Merge k Sorted Lists
Merge k sorted linked lists and return it as one sorted list.
Analyze and describe its complexity.
http://www.lintcode.com/en/problem/merge-k-sorted-lists/
Discussion
这个题有多重解法。至少要会暴力法。还有堆排序,和分治法。
Solution 1
Brute force。每次合并两个链表,合并k-1次。每次合并两个长度为n最多需要比较2n次,假设每个链表长度为n,那么总共比较次数就是$$2n+3n+...+kn = O(nk^2)$$. O(1) space.
class Solution {
public:
/**
* @param lists: a list of ListNode
* @return: The head of one sorted list.
*/
ListNode *mergeKLists(vector<ListNode *> &lists) {
// write your code here
int n = lists.size();
//if (n==0) return NULL;
ListNode *result = NULL;
for(int i=0; i<n; i++) {
result = mergeTwoLists(result, lists[i]);
}
return result;
}
private:
ListNode *mergeTwoLists(ListNode *l1, ListNode *l2) {
ListNode dummy = ListNode(0);
ListNode *curr = &dummy;
while (l1 && l2) {
if(l1->val < l2->val) {
curr->next = l1;
l1 = l1->next;
} else {
curr->next = l2;
l2 = l2->next;
}
curr = curr->next;
}
curr->next = l1? l1:l2;
return dummy.next;
}
};
Solution 2
Heap. The standard container adaptor priority_queue calls make_heap, push_heap and pop_heap automatically to maintain heap properties for a container.

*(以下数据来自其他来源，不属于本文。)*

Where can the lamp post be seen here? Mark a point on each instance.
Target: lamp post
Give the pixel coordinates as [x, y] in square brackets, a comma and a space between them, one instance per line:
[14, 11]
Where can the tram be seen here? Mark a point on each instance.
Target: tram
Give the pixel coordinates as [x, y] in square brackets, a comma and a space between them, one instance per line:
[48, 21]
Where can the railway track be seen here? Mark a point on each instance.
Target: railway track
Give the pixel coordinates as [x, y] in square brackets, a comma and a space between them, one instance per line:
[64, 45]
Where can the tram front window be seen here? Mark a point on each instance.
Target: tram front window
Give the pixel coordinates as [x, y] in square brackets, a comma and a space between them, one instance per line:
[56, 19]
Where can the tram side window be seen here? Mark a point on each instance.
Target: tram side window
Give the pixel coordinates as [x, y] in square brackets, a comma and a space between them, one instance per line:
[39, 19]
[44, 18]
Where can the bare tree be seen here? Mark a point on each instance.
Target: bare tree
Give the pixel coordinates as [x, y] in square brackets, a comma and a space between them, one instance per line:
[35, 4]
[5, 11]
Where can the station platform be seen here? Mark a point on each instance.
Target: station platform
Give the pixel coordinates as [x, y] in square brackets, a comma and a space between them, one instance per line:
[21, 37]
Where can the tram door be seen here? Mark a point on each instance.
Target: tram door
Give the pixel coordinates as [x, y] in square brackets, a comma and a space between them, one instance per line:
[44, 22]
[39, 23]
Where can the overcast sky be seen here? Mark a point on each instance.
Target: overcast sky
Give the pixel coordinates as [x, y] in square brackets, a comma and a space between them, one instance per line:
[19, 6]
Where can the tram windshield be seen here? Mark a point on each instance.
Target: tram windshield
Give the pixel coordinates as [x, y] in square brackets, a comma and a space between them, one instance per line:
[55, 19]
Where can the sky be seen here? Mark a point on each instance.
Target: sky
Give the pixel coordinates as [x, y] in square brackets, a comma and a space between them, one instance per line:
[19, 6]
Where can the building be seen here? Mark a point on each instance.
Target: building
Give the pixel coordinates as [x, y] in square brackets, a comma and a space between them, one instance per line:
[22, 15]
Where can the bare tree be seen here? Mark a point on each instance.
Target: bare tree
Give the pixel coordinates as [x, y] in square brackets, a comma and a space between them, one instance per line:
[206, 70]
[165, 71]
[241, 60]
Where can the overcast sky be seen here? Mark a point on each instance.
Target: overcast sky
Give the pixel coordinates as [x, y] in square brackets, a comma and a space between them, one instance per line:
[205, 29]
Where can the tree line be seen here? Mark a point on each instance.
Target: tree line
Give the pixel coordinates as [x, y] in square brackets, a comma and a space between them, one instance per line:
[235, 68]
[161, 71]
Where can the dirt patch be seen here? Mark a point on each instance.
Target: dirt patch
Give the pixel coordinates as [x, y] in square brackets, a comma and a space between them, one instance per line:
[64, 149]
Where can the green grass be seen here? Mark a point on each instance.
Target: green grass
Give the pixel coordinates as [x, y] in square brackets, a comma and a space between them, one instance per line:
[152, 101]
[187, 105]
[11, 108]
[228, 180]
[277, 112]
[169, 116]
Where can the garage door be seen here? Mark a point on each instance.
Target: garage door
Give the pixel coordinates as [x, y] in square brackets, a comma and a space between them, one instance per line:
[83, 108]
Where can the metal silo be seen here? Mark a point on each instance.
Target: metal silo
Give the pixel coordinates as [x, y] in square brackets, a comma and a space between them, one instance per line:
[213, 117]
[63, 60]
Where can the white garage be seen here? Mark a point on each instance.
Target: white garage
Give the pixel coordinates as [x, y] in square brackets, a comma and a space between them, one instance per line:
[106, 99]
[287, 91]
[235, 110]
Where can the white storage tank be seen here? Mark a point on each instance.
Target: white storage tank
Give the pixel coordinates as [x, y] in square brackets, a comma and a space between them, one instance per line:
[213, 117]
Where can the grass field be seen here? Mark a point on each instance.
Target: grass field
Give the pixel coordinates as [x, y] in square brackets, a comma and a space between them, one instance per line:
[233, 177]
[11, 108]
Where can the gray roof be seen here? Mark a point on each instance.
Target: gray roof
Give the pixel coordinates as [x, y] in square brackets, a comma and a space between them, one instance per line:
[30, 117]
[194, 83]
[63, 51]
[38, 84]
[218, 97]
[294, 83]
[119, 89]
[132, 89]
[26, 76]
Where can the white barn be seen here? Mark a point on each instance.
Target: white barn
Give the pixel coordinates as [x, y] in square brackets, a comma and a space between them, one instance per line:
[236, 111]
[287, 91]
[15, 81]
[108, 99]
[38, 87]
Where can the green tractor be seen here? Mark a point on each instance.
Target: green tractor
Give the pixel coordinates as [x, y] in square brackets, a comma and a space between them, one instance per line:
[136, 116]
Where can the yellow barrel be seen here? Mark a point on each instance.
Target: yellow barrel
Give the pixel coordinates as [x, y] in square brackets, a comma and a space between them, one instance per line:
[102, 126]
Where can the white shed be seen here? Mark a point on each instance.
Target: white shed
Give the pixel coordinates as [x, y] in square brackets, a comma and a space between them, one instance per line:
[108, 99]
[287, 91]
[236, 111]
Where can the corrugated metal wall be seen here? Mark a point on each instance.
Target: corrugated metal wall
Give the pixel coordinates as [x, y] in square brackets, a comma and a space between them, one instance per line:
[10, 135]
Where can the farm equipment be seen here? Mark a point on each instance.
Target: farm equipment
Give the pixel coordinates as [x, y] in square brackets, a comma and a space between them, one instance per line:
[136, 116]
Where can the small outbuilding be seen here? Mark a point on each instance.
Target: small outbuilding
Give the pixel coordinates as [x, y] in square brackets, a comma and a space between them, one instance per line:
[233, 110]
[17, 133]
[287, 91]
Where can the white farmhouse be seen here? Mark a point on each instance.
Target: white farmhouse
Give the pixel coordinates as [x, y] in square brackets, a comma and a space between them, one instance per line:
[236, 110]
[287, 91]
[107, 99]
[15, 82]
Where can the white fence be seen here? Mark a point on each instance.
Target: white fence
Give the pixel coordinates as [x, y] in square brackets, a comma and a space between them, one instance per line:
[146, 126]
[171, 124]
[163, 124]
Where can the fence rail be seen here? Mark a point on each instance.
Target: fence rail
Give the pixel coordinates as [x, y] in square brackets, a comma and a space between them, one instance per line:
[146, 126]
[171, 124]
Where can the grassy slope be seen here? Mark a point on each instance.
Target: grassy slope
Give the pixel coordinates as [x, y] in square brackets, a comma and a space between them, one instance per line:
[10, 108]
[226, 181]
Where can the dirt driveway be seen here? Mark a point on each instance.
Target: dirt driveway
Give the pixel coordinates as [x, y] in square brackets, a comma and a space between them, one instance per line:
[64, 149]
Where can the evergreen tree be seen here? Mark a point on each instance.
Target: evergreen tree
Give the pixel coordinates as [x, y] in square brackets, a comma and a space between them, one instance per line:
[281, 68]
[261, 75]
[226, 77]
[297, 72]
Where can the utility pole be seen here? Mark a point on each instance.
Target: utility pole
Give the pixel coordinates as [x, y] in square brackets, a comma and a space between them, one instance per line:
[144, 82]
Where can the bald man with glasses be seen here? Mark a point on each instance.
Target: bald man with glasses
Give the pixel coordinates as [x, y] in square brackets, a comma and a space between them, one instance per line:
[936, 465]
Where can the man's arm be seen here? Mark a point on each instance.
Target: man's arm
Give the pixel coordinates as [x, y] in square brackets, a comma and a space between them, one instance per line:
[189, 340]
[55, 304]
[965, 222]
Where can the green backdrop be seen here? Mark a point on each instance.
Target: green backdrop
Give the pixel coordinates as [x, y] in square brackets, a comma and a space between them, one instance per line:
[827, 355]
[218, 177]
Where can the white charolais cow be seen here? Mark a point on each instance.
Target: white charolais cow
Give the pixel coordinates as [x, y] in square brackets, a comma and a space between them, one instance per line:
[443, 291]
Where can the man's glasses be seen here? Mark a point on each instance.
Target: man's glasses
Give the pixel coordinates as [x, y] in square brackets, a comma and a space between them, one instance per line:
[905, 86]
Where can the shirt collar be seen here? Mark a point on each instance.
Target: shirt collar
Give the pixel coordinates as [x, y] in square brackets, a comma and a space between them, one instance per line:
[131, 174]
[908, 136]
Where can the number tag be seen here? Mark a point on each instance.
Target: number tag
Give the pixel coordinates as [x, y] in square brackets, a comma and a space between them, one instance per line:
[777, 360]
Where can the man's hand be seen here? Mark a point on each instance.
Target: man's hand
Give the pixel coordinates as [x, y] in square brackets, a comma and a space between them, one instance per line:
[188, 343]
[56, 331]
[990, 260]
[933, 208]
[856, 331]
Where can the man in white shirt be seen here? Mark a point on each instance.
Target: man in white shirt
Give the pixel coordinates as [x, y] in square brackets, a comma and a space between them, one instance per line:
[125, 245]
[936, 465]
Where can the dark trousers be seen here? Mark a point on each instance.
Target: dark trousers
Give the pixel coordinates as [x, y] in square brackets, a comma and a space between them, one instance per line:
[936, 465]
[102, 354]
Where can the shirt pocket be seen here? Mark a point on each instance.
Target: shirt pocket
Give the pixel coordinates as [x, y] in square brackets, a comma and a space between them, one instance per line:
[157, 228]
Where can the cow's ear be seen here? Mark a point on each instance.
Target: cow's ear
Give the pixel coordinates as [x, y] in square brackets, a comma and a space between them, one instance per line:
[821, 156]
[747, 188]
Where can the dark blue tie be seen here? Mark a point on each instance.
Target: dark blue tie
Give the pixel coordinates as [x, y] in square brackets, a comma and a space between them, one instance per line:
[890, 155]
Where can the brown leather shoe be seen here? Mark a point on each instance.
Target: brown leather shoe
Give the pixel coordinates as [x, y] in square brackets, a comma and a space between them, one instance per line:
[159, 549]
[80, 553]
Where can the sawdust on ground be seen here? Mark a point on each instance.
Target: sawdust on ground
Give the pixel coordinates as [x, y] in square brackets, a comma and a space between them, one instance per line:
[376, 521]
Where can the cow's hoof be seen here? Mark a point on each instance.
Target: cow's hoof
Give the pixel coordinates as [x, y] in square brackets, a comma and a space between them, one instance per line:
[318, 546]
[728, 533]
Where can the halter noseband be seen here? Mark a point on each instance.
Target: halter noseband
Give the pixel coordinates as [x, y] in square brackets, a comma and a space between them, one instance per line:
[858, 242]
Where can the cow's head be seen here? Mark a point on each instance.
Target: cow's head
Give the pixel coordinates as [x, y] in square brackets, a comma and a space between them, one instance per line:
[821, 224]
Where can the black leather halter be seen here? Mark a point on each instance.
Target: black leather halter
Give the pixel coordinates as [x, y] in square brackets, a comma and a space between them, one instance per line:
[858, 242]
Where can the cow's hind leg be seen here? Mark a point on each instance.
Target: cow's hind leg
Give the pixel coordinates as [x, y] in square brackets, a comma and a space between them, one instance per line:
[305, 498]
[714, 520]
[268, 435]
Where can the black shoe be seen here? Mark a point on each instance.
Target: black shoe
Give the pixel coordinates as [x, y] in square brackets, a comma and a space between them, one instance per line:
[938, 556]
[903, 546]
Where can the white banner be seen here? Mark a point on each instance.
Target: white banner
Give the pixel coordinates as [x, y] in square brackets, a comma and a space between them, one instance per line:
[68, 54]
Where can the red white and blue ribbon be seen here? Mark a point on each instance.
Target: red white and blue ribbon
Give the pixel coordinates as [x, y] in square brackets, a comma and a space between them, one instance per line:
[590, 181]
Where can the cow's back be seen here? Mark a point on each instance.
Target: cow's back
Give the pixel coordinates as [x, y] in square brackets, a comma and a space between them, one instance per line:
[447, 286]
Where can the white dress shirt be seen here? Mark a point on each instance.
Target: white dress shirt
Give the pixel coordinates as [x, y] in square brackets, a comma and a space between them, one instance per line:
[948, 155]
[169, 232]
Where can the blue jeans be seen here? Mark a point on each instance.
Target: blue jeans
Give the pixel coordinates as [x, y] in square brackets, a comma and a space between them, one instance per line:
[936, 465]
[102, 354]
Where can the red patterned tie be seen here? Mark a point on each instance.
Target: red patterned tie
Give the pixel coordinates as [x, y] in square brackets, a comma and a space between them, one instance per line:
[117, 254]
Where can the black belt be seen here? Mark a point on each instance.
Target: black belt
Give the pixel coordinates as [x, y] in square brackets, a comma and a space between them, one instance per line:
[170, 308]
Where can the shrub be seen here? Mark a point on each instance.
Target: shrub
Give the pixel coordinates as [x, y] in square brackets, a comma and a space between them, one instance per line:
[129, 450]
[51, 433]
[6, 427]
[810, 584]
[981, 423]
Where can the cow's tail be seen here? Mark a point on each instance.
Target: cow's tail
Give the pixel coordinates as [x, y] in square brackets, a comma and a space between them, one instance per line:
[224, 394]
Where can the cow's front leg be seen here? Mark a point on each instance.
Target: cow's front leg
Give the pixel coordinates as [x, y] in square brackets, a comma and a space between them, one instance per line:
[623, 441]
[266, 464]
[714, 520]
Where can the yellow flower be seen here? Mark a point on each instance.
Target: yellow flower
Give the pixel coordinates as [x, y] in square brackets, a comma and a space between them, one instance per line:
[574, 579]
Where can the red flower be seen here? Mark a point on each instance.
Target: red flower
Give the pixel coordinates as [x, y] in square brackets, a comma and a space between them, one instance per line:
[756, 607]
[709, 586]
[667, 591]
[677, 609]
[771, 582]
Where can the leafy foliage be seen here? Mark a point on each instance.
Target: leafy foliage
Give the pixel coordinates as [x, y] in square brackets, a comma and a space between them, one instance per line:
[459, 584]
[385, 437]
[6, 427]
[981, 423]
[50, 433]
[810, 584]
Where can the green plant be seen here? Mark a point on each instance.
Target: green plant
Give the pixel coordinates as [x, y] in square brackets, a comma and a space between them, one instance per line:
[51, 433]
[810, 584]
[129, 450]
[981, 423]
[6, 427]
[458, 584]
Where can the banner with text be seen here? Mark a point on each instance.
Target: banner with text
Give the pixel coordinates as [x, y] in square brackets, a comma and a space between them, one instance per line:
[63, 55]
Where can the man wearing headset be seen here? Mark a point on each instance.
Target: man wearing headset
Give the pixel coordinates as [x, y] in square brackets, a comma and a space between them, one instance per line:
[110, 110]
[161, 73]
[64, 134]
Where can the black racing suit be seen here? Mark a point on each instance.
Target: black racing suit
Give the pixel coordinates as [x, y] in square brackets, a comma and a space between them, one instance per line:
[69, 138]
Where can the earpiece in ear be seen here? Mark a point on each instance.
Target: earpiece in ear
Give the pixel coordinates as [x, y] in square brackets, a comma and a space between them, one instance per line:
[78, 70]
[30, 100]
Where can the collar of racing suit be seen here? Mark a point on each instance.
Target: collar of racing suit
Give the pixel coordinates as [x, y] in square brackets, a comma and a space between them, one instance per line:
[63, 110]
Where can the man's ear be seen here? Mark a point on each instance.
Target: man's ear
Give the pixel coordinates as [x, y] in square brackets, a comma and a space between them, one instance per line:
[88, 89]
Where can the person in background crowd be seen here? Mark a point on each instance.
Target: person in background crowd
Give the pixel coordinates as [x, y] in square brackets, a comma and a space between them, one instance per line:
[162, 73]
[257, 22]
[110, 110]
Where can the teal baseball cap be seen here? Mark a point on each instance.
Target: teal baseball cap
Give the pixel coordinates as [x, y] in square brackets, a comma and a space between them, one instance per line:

要会用priority_queue. 看这篇文章。默认的priority_queue是大的数on top, 需要自定义comparison object.
维护一个k个大小的最小堆,初始化堆中元素为每个链表的头结点,每次从堆中选择最小的元素加入到结果链表,再选择该最小元素所在链表的下一个节点加入到堆中。这样当堆为空时,所有链表的节点都已经加入了结果链表。每次加入一个新元素,pop出一个元素,复杂度为O(logk),总共有kn个元素加入堆中,因此,复杂度是O(nklogk)。
堆:找最大最小方便,O(1)插入, O(logn)删除, O(n)建堆。。
class Solution {
public:
/**
* @param lists: a list of ListNode
* @return: The head of one sorted list.
*/
ListNode *mergeKLists(vector<ListNode *> &lists) {
// write your code here
priority_queue<ListNode*, vector<ListNode*>, mycom> myque;
ListNode dummy(-1);
ListNode *cur = &dummy;
for(int i=0; i<lists.size(); i++) {
if(lists[i])
myque.push(lists[i]);
}
while(!myque.empty()) {
ListNode *p = myque.top();
cur->next = p;
myque.pop();
cur = cur->next;
if(p->next) {//加入该节点的下一个节点
myque.push(p->next);
}
}
return dummy.next;
}
private:
struct mycom{//self defined comparison object
bool operator() (ListNode *a, ListNode *b) {
return a->val > b->val;
}
};
};